Quitting coffee: day 312

“Caffeine is the only drug that is not considered a drug.” ~Some random dude on the web

The topic of addiction always sends me back to a trip down memory lane. The numerous conversations I had with Miss Z are at the same time nostalgic and sentimental. One day, I innocently asked how she managed to finally quit her addiction. To which, she replied with: “I replaced it with another addiction: coffee.”

Miss Z was had always been a paradox to me. Even though younger in age, she was, in every which way you decided to look, the more mature person between the two of us. Her solutions to life’s problems bored the mark of adulthood from an inchoate sense of sadness that exists because of life’s true lessons. In contrast I was still a young man who thought of the world as black and white. That is why I am quite amused by the fact that I actually took after her advices and replaced my coffee addiction with tea. Something needs to be consumed when I think and if that something cannot be coffee, another substance needs to be found.

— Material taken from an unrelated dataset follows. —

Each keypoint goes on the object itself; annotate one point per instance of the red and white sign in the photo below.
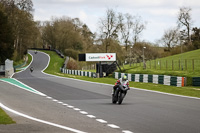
(100, 56)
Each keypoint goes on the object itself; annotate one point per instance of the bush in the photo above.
(71, 53)
(72, 64)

When I really feel the crunch, I brew a pot of black tea with two teabags. Effectively doubling the caffeine concentration to imitate the effect of coffee. And since I haven’t felt the need to do that until recently after quitting coffee about a year ago, I felt the effect of caffeine in its full glory. Of course, something must’ve surprised me if I decided to dedicate a post to it. That surprise lies with the change in caffeine’s effect on me. A response that is different from simple insomnia.

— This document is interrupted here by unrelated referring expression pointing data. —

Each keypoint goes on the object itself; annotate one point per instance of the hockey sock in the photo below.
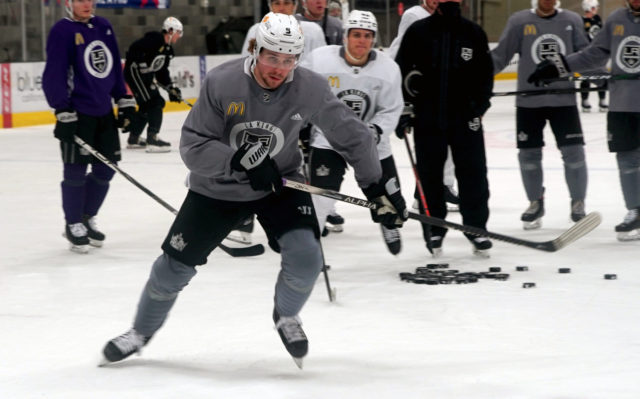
(531, 171)
(168, 277)
(629, 170)
(575, 170)
(301, 264)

As mentioned before, I learned how to force sleep whenever I need to from the polyphasic experiment and still uses a combination of “weekday biphasic sleep and weekend triphasic sleep” schedule when needs must. A recent trial at staying awake without sleep lasted a total of only 30 hours, down from the first record of 45 hours. Meaning that my ability for control has greatly increased, but my stamina has decreased overall with age. I also discovered that the price to this control is a heightened sensitivity to any mind state altering substances.

I feel it in a form of ruggedness when I am awake. Yes, I can focus more, but probably as a result of wanting and creating less. These are expected responses, but the next thing totally blew my mind. I’ve been having very vivid dreams. Dreams where my senses are were and I can feel, touch and taste. On top of that, I can remember details of the dream even after a day.

Could it be possible that the trained sleep in conjunction caffeine somehow managed to keep parts of the brain active which should otherwise been dormant? Before this, I’ve been trying to remember my dreams and failing miserably. Which makes this is a refreshing experience that I’d like to have more of. Once I can do this everyday, I can finally move on to the next planned stage of lucid dreaming. I absolutely want this to go on!

But what am I giving up in the process?